The wording of the hadran is an expression of love and friendship, as if the tractate has become the learner's friend since he has studied it, and he longs to be reunited with it. According to Yoma Tova LeRabbanan, the repetition of the hadran three times is a segulah (propitious remedy) for remembering what one has learned.

The learner or learners also recite a short passage describing Rav Papa and his ten sons, which is also considered a protection against forgetting one's learning.

==Discourse==
It is customary for a scholar to deliver a Talmudic discourse at a siyum being made on the completion of a tractate. This discourse is also called a hadran. The speaker may be the one completing the tractate or another honored guest.

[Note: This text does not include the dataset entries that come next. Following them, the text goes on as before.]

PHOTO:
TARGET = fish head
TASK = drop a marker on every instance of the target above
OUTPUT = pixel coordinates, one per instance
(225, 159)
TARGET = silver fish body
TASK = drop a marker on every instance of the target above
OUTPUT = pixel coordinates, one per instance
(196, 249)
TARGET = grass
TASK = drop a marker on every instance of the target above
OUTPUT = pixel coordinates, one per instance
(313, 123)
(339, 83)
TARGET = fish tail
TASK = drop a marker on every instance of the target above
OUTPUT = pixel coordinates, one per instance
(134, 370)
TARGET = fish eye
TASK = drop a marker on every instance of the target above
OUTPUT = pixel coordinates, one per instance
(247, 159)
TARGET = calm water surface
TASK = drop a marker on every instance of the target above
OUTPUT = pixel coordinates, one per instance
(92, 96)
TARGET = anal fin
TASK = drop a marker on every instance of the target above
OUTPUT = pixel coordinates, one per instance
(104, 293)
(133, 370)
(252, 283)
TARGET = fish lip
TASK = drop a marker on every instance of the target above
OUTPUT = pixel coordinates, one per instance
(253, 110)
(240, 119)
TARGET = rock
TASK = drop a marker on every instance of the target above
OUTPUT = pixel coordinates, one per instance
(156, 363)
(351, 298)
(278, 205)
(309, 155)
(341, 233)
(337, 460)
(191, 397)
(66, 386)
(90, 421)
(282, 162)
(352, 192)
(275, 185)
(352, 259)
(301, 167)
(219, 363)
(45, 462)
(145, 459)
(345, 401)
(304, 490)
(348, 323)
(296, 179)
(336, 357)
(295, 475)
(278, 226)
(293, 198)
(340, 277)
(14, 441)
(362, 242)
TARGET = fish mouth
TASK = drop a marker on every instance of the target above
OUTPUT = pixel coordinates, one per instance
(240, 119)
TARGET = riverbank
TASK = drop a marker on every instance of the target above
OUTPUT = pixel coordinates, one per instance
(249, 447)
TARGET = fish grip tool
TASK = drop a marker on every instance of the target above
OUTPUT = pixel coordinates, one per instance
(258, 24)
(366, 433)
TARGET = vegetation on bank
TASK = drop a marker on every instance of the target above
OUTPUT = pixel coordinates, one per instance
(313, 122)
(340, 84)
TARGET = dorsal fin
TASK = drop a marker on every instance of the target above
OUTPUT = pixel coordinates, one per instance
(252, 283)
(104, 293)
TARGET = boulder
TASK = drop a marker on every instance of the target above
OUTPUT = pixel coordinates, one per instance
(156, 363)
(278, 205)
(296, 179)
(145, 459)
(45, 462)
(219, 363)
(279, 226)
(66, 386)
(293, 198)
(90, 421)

This discourse connects the end of the tractate with its beginning, or with the beginning of the next tractate in sequence, using pilpul (incisive analysis) to connect the ideas in the two places.

A special literature of hadran pilpul began appearing at the beginning of the 18th century. Since then, numerous collections of hadran discourses have been published. Many leading rabbis who opposed pilpul criticized its use in the hadran.

At the 5th Siyum HaShas of Daf Yomi in Tel Aviv in 1960, Rabbi Yosef Shlomo Kahaneman, the Ponovezher Rav, delivered a hadran for nearly two hours. At the age of 17, Rabbi Yitzchak Yaacov Reines delivered a hadran that lasted three days at a Siyum HaShas celebrated by the Chevras Shas (Shas Society) of his hometown.